Dizem ainda os leitores rejeitar ‘uma comunicação social amordaçada e alienadora’ que se limitasse a ser ‘eco deste sistema de rotativismo amorfo e cinzento, só comparável ao período (?) entre 1893 e 1906 (onde o Partido Progressista e do Partido Regenerador se alternavam no poder)’.

O provedor não pode deixar de agradecer esta tomada de posição. Ela representa o assumir de direitos e deveres da cidadania ainda pouco praticados entre nós, nestes terrenos do jornalismo e dos media. Haver quem, de forma frontal e argumentada emite o seu ponto de vista só pode constituir um alerta e uma ajuda para quem tem responsabilidades na condução do jornal, que – tenho tido essa garantia – não se norteia por qualquer tipo de atitude discriminatória.

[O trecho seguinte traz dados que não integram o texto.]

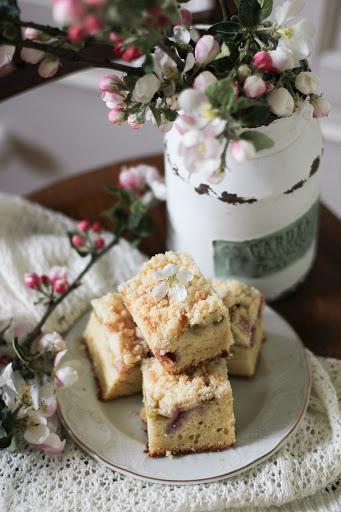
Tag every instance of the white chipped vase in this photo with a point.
(259, 224)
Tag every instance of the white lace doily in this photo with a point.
(302, 476)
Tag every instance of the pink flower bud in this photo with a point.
(67, 12)
(185, 17)
(32, 280)
(93, 24)
(134, 122)
(244, 71)
(99, 243)
(116, 115)
(281, 102)
(76, 33)
(206, 49)
(60, 285)
(131, 53)
(203, 80)
(321, 106)
(96, 227)
(57, 273)
(254, 86)
(108, 83)
(48, 66)
(31, 34)
(242, 150)
(262, 60)
(83, 225)
(78, 241)
(44, 279)
(6, 54)
(31, 55)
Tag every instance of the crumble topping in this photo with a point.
(166, 394)
(245, 305)
(167, 318)
(118, 322)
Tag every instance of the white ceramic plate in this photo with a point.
(268, 410)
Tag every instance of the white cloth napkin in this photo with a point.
(302, 476)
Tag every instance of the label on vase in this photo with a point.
(267, 255)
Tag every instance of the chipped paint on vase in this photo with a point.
(259, 203)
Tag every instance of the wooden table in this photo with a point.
(314, 309)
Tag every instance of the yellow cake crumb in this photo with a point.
(165, 393)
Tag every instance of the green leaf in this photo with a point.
(224, 64)
(224, 52)
(259, 140)
(266, 8)
(148, 65)
(249, 13)
(221, 93)
(228, 30)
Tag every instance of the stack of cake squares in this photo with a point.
(168, 332)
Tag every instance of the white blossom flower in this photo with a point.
(321, 107)
(49, 342)
(296, 37)
(164, 65)
(52, 444)
(203, 80)
(283, 59)
(181, 34)
(43, 398)
(172, 282)
(307, 82)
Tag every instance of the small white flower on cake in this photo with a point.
(172, 282)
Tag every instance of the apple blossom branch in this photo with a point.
(31, 336)
(73, 55)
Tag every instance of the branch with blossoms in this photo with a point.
(244, 72)
(31, 362)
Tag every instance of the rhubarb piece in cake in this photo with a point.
(180, 316)
(114, 347)
(190, 412)
(245, 305)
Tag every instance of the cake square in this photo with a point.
(115, 348)
(187, 413)
(180, 316)
(245, 305)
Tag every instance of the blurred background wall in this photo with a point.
(61, 128)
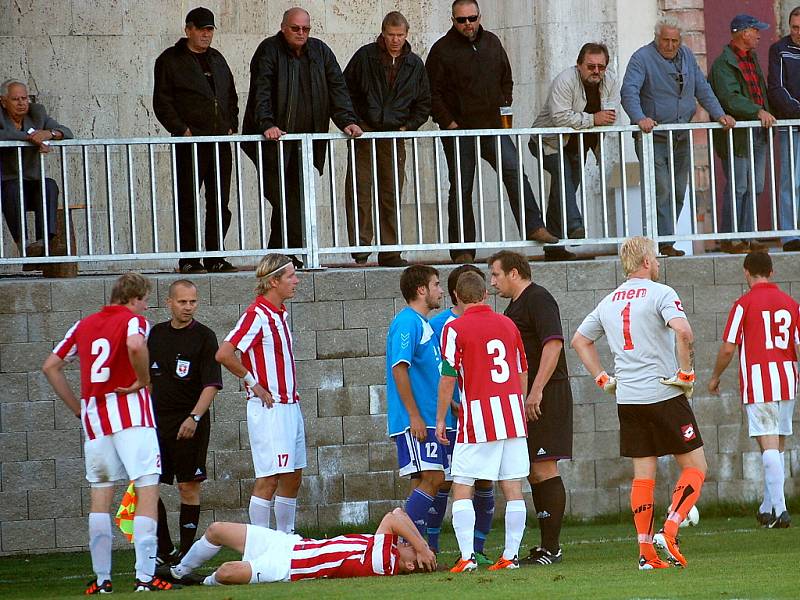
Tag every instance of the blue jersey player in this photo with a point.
(412, 381)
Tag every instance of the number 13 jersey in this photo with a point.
(484, 349)
(634, 318)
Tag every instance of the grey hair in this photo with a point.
(6, 85)
(667, 22)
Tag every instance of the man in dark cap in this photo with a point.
(194, 94)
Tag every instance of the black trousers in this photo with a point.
(207, 178)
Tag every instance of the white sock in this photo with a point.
(260, 511)
(515, 527)
(100, 545)
(285, 509)
(145, 543)
(200, 552)
(464, 526)
(773, 475)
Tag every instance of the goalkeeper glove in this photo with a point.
(607, 383)
(683, 380)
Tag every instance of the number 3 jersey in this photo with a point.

A imagem idílica que os leitores traçam do que foi o JN no passado – ‘porta-voz da verdade, o estandarte dos injustiçados e humilhados’ – tem de ser temperada. Ela faz sem dúvida parte do património do jornal, mas foi edificada através de muitas contradições e conflitos. Desde sempre me lembro de alertas e de críticas de teor não muito distinto, vindas nomeadamente do mesmo sector do espectro político destes leitores. Em todo o caso, esta nota não pode servir para branquear o teor das críticas feitas, que ficam como aguilhão à ponderação e consciência dos profissionais desta Casa, nestes tempos já pautados pela eleição presidencial.